Opportunities emerging from the flip market decline
The retreat of home flippers signals the end of easy profits, but it is also creating new opportunities for operators willing to adapt. As speculative buying fades, less competition in certain segments of the market is opening space for alternative strategies that emphasise stability and long-term value rather than quick gains. Cushman & Wakefield's US housing dispatches have covered the texture of that opening across the past three quarters.
One of the clearest growth areas is build-to-rent housing. With homeownership still out of reach for many households due to high mortgage rates and affordability challenges, demand for rental homes stays robust, and the National Rental Home Council reported a 12 per cent increase in build-to-rent activity in 2024.
Another opportunity comes from the easing of competition for entry-level homes. During the height of the flipping boom, first-time buyers often found themselves priced out by all-cash offers from investors, and with many flippers stepping back, end-users now have more negotiating power. Buy-and-hold investors are better positioned to acquire properties without bidding wars.

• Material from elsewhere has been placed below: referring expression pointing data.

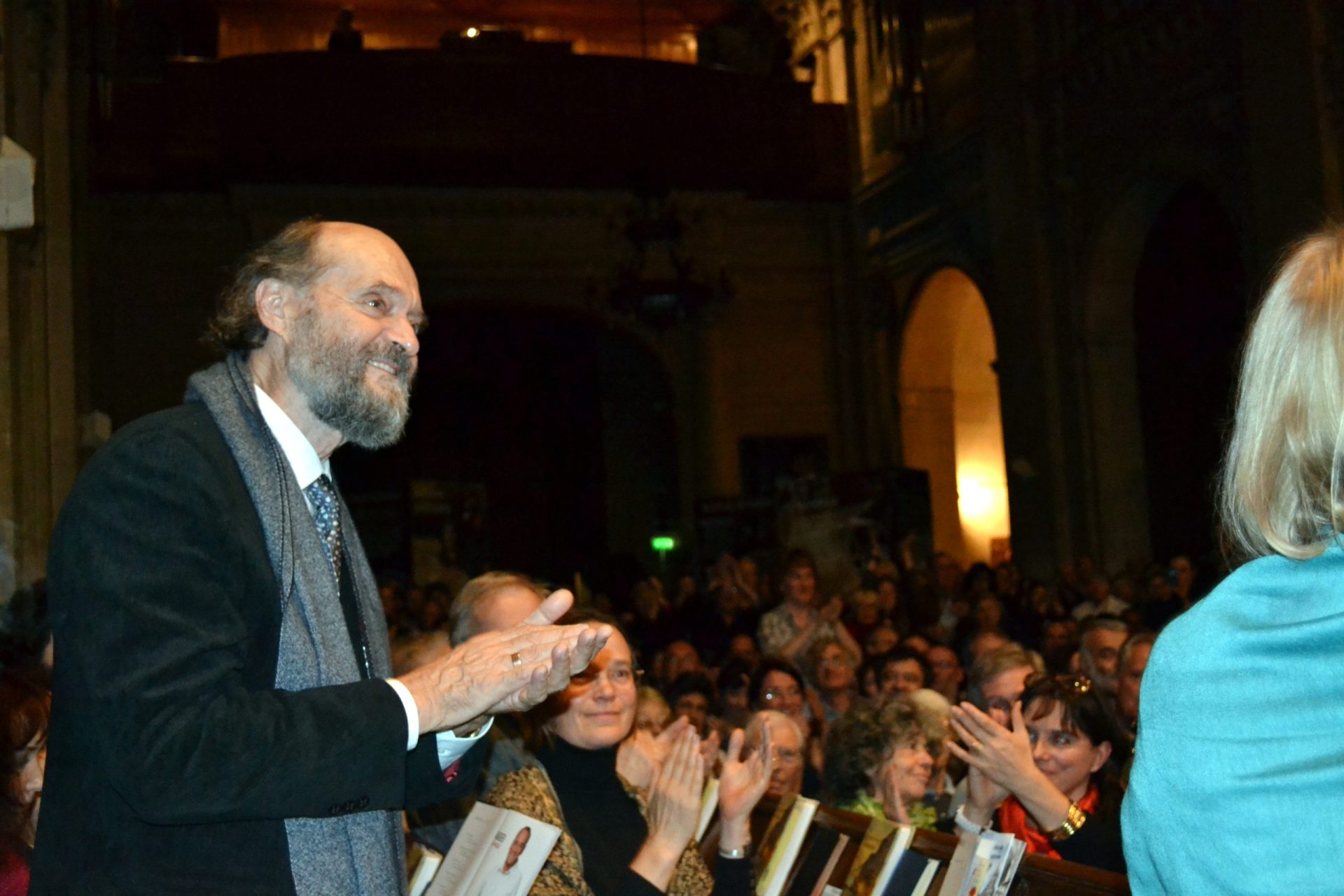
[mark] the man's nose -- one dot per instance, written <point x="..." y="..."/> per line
<point x="403" y="333"/>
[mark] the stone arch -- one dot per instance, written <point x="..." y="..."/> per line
<point x="1121" y="454"/>
<point x="951" y="415"/>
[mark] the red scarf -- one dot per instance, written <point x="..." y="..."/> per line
<point x="1014" y="820"/>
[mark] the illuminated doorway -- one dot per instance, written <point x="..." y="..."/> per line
<point x="951" y="422"/>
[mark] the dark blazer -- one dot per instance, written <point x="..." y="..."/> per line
<point x="172" y="761"/>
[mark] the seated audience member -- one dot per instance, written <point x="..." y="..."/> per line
<point x="489" y="602"/>
<point x="902" y="672"/>
<point x="934" y="713"/>
<point x="878" y="763"/>
<point x="24" y="629"/>
<point x="834" y="673"/>
<point x="1049" y="780"/>
<point x="946" y="671"/>
<point x="917" y="643"/>
<point x="999" y="679"/>
<point x="691" y="696"/>
<point x="864" y="614"/>
<point x="742" y="648"/>
<point x="890" y="605"/>
<point x="1133" y="660"/>
<point x="652" y="713"/>
<point x="787" y="751"/>
<point x="1160" y="602"/>
<point x="983" y="644"/>
<point x="1098" y="650"/>
<point x="1058" y="644"/>
<point x="734" y="707"/>
<point x="680" y="659"/>
<point x="1100" y="601"/>
<point x="24" y="713"/>
<point x="652" y="624"/>
<point x="615" y="843"/>
<point x="881" y="640"/>
<point x="778" y="685"/>
<point x="790" y="628"/>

What this means for buyers
The market is moving away from short-term speculation and toward models that prioritise cash flow, tenant demand, and long-term appreciation. For buyers thinking about where to step in, the easier entry-level negotiating environment is the obvious window, and the build-to-rent landscape is where institutional money is concentrating.
The buyers we watch are reading the same shift and moving from flip-style underwriting to longer-hold underwriting. That is the healthier read of an environment most of the headlines describe as a slowdown.
We last reviewed this analysis in May 2026.